I think the underlying assumption here, that "traditional" reporters have more to learn from journalist/programmers, is possibly backwards -- or at least deserving of more attention.
After all, great journalists have been doing the things you mention for decades. Phil Meyer wrote Precision Journalism about using social science techniques in reporting in 1973. In Newsthinking (first published in 1983), the best book on news writing I've ever read, Bob Baker wrote extensively about the mental organizations and processes great writers use to produce spectacular work on deadline. How is his excellent chapter on self-editing that different from teaching reporters to "refactor"?
Good narrative writers have the ability to control the reader through words.

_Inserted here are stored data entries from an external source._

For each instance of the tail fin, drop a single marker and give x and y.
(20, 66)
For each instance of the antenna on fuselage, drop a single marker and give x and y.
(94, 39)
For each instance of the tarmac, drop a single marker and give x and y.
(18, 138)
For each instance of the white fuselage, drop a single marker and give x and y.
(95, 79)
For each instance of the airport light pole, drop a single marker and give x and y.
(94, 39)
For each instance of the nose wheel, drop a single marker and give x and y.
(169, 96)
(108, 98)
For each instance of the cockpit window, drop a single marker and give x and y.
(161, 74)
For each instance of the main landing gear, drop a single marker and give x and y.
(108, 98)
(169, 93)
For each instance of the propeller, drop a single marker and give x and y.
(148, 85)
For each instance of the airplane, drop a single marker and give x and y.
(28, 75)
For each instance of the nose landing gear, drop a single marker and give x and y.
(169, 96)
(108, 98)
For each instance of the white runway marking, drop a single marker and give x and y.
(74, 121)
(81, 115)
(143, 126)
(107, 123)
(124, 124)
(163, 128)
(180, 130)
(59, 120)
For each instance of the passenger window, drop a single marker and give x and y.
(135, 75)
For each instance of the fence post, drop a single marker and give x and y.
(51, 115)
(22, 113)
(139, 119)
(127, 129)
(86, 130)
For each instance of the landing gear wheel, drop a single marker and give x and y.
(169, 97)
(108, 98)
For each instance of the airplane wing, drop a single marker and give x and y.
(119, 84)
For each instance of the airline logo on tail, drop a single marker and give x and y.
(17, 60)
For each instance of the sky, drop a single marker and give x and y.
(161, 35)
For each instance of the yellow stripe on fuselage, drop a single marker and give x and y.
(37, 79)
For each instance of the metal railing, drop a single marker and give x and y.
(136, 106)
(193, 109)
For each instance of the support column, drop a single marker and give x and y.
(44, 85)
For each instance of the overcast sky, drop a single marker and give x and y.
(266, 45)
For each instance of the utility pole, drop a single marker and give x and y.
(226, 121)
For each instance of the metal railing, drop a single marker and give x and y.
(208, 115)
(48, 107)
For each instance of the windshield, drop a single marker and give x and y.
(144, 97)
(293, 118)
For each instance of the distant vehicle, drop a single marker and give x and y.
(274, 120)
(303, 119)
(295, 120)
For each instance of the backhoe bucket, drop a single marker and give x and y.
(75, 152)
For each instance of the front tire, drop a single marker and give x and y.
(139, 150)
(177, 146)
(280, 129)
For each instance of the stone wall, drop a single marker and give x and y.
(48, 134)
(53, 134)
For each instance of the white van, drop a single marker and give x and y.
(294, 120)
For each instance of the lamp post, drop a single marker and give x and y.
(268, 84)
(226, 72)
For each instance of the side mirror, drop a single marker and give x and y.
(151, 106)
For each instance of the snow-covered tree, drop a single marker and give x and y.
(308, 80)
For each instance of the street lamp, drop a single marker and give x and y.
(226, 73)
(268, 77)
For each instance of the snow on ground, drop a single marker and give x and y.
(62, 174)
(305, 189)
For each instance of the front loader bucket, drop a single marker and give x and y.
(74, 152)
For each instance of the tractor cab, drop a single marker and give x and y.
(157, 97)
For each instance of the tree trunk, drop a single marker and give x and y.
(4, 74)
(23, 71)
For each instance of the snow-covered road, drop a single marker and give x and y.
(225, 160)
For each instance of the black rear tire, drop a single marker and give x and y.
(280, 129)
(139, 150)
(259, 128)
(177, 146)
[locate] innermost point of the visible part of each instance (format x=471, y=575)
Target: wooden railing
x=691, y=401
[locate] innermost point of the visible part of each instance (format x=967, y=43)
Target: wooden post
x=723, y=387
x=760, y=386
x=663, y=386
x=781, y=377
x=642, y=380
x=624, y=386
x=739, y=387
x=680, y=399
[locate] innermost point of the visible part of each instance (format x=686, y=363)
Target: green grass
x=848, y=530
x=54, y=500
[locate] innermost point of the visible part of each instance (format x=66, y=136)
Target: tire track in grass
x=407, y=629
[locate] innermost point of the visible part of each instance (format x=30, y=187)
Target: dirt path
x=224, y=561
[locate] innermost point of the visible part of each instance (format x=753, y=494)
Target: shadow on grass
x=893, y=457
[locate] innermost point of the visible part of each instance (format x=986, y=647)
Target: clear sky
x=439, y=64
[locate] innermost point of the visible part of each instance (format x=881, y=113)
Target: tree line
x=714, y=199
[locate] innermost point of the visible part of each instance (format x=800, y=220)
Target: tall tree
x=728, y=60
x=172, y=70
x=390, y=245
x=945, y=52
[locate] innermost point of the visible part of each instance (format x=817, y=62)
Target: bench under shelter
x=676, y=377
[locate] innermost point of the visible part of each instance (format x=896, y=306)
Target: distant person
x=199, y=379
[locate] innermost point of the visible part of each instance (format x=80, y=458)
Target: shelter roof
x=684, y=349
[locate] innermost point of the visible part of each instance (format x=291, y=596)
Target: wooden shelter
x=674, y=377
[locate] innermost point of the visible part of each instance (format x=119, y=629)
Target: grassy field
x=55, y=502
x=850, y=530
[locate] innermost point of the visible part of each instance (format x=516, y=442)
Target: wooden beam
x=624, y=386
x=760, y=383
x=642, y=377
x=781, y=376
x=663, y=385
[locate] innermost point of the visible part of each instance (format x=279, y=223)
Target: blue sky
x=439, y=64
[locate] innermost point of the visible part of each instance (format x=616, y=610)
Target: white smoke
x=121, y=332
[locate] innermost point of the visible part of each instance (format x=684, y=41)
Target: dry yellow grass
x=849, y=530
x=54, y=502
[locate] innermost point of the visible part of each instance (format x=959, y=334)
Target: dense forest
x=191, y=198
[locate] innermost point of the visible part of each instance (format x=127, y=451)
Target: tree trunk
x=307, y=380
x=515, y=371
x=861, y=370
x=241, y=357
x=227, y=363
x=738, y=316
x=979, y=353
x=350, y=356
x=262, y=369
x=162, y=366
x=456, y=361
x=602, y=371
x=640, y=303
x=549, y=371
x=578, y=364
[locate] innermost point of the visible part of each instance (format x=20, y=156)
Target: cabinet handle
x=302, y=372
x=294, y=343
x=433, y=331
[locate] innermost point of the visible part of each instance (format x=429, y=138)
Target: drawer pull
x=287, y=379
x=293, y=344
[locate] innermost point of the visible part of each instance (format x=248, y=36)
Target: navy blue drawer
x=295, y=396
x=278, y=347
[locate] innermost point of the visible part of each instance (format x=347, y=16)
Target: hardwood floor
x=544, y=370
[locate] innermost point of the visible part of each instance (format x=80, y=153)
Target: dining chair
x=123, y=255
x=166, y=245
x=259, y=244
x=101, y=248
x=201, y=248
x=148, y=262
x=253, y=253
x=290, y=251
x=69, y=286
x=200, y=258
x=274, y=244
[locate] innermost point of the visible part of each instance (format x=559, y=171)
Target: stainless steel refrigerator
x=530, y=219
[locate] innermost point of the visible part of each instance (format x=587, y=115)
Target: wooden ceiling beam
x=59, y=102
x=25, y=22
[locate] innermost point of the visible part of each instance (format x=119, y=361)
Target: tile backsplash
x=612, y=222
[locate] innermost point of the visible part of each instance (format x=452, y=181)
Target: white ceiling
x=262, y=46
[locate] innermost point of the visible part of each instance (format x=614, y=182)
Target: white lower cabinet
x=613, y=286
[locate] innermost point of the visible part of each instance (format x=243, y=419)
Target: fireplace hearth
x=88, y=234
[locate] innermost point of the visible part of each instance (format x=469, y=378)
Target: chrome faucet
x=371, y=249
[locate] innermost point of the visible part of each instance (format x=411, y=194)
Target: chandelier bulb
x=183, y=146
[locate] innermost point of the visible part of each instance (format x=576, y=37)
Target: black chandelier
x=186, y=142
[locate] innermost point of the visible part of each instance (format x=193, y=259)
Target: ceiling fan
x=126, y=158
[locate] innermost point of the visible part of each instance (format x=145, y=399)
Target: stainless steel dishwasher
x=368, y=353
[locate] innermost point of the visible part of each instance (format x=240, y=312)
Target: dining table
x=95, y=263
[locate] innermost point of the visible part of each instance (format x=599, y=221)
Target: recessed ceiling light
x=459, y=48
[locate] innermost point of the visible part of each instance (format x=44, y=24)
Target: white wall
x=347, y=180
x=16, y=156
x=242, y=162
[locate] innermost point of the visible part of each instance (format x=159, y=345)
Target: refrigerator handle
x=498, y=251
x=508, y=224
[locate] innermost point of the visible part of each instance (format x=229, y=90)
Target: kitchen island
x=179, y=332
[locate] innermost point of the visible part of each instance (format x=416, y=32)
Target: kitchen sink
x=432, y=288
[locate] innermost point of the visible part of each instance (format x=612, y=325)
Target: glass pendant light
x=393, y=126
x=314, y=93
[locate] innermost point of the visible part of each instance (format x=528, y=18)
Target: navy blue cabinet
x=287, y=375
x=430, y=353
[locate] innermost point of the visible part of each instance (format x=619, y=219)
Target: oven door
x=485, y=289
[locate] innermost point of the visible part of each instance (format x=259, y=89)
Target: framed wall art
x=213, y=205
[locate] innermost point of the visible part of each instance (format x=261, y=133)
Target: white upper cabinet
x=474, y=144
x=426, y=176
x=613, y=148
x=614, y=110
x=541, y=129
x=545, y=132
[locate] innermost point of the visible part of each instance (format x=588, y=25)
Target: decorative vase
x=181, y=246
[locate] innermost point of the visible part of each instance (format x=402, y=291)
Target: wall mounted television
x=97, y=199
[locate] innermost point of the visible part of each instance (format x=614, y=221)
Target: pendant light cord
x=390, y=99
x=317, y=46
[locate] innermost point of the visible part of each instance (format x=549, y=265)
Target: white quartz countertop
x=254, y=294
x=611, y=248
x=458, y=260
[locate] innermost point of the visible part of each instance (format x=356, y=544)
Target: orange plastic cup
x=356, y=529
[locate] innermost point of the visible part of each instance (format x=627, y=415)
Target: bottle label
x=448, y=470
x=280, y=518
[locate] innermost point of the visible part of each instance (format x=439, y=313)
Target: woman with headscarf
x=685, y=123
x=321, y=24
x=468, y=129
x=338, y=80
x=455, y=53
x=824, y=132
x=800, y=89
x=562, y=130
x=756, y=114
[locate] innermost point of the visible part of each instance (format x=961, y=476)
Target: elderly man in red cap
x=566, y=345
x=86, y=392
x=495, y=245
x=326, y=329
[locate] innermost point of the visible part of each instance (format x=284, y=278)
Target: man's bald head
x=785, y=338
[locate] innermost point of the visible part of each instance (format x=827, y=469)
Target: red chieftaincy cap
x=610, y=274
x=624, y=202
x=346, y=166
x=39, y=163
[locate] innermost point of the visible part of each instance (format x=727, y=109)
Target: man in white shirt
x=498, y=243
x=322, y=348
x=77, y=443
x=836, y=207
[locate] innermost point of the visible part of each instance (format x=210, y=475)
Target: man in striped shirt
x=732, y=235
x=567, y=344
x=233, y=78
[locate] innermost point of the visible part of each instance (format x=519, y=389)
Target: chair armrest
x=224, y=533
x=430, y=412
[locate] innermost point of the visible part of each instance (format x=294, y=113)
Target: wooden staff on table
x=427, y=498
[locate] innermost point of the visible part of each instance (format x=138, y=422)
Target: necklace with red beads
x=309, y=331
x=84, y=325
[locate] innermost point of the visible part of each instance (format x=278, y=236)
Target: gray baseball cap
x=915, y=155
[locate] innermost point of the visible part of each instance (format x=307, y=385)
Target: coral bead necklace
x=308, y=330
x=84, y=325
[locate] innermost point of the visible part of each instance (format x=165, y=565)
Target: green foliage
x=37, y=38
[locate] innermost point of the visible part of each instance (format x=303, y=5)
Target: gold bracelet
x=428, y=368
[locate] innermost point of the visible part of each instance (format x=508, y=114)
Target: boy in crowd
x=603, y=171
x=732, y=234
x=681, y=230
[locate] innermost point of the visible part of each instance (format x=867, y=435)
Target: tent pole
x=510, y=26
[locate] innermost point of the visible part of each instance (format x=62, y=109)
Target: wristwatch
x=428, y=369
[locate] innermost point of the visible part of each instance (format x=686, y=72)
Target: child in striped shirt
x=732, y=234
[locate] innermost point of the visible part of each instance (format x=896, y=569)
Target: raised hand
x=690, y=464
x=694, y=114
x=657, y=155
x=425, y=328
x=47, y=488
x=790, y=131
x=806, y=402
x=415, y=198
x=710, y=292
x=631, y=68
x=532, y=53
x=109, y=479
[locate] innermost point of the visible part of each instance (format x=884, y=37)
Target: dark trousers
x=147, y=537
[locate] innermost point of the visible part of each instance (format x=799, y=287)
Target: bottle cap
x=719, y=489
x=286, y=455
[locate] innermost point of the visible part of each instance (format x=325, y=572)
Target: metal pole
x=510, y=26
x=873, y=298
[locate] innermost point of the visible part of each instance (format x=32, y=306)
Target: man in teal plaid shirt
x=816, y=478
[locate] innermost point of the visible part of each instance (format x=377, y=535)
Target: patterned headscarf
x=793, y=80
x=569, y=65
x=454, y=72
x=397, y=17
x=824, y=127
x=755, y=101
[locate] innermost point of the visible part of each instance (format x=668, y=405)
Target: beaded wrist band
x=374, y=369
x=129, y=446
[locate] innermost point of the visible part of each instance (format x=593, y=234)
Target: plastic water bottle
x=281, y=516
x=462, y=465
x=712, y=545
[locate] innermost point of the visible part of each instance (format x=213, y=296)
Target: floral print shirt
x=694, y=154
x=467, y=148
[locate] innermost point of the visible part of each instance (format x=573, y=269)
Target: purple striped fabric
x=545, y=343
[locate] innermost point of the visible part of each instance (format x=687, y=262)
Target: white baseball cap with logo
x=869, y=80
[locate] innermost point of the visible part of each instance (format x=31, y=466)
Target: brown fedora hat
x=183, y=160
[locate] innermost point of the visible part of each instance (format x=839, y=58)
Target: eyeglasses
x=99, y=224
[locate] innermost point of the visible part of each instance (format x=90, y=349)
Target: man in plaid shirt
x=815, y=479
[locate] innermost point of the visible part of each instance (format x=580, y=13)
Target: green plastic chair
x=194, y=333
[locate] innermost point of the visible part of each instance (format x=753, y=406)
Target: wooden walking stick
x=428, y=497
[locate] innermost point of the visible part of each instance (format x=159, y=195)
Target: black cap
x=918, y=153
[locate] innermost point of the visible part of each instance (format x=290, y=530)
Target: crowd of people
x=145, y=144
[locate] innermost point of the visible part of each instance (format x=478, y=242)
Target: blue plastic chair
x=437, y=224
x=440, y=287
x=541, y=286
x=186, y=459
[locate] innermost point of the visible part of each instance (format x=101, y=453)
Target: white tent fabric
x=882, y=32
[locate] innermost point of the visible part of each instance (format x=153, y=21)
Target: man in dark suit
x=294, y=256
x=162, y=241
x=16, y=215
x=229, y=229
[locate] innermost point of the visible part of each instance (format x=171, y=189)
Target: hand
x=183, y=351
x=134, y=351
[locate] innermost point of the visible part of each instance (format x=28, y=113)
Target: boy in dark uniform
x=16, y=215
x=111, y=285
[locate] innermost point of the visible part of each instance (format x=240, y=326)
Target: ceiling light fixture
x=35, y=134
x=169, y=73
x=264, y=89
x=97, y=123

Those writers seamlessly bring in context, create tension, drop hints, line their stories with subtle mystery. They slow the reader down at will and speed back up effortlessly. Look at anything by Gene Weingarten, or David Finkel, or Walt Bogdanich. Every word -- every comma -- has a purpose.
So perhaps a better question is: What can we, as programmer/journalists, learn from them? How can we build news applications that bring in context as seamlessly as Weingarten does? How can we make playing with our products as indelible an experience as reading Finkel?
Granted, these are also not new questions; user-interface specialists have been tossing versions of them around for years. But as we define this very young craft, these are questions we need to ask. As we play with new forms of narrative, we shouldn't ignore the lessons we can learn from older forms.